O pacote.
Ela segura um cãozinho branco pela trela. Ligeiramente maior que o menino das alianças. Peludo. Com um laçarote vermelho ao pescoço. Veste calças castanhas sujas, uma camisola de lã velha e o cabelo penteado para trás, preso com dois ganchos brilhantes.
‘Ó Amadeu, nem digas isso. Por amor de Deus. Eu não te fazia uma coisa dessas. Há quantos anos é que me conheces. Procura melhor. Foda-se. Juro-te que não fui eu. Tem que estar aí.

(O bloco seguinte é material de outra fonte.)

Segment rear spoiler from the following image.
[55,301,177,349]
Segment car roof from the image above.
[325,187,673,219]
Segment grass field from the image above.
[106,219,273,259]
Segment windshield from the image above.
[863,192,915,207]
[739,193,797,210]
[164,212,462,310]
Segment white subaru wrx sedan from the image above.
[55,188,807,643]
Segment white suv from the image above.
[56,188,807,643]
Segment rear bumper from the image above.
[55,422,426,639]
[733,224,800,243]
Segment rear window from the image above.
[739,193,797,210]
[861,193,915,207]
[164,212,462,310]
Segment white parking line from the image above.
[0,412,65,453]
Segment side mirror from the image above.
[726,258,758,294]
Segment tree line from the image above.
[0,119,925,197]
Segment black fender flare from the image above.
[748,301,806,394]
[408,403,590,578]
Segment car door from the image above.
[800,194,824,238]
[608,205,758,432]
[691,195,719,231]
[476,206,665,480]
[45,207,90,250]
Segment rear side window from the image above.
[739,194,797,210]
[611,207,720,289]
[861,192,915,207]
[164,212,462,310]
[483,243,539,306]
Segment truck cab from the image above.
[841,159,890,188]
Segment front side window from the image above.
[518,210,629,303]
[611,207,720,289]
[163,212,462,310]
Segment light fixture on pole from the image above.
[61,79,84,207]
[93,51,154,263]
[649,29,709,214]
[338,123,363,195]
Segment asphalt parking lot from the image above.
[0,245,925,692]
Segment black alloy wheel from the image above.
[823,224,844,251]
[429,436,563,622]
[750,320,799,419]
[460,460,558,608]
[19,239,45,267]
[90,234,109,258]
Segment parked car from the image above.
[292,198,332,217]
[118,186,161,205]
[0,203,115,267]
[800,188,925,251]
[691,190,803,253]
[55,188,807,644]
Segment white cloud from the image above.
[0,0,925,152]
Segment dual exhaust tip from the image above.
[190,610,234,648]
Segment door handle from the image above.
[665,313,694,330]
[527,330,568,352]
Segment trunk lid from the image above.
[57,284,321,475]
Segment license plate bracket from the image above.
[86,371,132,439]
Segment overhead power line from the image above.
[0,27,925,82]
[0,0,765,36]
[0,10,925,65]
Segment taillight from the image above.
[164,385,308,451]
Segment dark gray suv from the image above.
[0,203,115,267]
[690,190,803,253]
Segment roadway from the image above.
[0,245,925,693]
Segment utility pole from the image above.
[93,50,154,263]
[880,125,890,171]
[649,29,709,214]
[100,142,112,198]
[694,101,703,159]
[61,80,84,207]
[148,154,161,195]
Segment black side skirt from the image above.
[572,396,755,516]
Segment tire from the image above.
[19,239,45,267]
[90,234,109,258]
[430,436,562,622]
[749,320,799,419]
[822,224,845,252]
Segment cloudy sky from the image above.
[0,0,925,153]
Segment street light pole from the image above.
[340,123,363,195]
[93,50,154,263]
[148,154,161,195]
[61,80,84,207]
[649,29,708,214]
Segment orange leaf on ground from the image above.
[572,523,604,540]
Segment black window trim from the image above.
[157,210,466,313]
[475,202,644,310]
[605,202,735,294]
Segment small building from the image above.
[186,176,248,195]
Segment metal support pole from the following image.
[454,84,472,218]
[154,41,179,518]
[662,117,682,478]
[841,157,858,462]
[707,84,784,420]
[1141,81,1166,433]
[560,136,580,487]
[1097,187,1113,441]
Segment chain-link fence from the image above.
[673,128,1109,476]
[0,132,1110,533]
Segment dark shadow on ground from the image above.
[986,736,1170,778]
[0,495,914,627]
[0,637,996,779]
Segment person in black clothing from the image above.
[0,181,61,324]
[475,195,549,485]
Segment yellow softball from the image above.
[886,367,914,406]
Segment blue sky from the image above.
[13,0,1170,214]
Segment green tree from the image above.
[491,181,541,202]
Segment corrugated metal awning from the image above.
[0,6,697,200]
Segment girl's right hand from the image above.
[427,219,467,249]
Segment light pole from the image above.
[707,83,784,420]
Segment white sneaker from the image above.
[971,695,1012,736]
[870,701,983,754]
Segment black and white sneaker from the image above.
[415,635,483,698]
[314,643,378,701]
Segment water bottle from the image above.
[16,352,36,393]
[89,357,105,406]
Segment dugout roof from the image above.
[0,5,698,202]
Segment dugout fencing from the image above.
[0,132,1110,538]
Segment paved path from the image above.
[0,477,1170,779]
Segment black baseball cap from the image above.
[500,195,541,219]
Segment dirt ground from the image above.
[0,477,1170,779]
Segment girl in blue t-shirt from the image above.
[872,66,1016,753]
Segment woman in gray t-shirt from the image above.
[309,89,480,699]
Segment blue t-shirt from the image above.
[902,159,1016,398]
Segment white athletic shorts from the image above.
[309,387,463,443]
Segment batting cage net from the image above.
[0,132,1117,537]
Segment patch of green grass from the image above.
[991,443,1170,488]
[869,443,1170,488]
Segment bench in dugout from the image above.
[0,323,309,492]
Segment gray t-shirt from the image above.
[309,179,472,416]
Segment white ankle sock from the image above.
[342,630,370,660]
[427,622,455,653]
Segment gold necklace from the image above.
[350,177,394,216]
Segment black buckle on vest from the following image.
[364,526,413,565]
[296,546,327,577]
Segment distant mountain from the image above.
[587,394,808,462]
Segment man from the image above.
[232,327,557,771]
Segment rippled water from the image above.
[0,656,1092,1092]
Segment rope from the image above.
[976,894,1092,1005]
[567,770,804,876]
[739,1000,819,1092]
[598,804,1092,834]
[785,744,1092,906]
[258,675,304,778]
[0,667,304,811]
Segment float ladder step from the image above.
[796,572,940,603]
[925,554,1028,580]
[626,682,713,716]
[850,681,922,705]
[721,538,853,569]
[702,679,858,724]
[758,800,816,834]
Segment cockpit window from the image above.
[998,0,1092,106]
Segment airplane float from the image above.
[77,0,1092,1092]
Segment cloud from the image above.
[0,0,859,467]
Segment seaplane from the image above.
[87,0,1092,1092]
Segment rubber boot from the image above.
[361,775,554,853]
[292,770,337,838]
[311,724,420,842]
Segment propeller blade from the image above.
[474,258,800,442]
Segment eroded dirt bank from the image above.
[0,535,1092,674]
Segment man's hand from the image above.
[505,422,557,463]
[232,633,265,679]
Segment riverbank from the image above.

Procura melhor…. ó Amadeu, vai-te foder. Já me conheces há muito tempo. Eu não te fazia isso!’
O Amadeu enfurecido. Vagamente calvo. Calças de ganga, botas pretas e um casaco a cair pelos ombros. A mão direita a coçar com violência o braço esquerdo. Tem os olhos fixos no chão, mas com dificuldade em se concentrar num só ponto.
‘Não está aqui. Eu deixei cair aqui. O chão não é furado. Que é que queres que eu faça. Tu não viste? Vais-me dizer que desapareceu. Puta que te pariu. Estás a ver o pacote em algum lado?’
Ela a caminhar dois passos para a frente e dois para trás.
‘Foda-se Amadeu. Eu não te fazia isso. Procura melhor. O pacote tem de estar aí. Caralho, Amadeu!’
O Amadeu está desesperado. Vai-se embora a tremer. Não consegue procurar mais. ‘Vai-te foder, grande puta.’
Ela fica parada. Ar sério, mas a fingir.
‘Não te vás embora Amadeu. Procura melhor. O pacote tem que estar aqui.’
O Amadeu foi mesmo embora, foi comprar outro pacote.
O cão continuou a passear, mais agitado pelos gritos.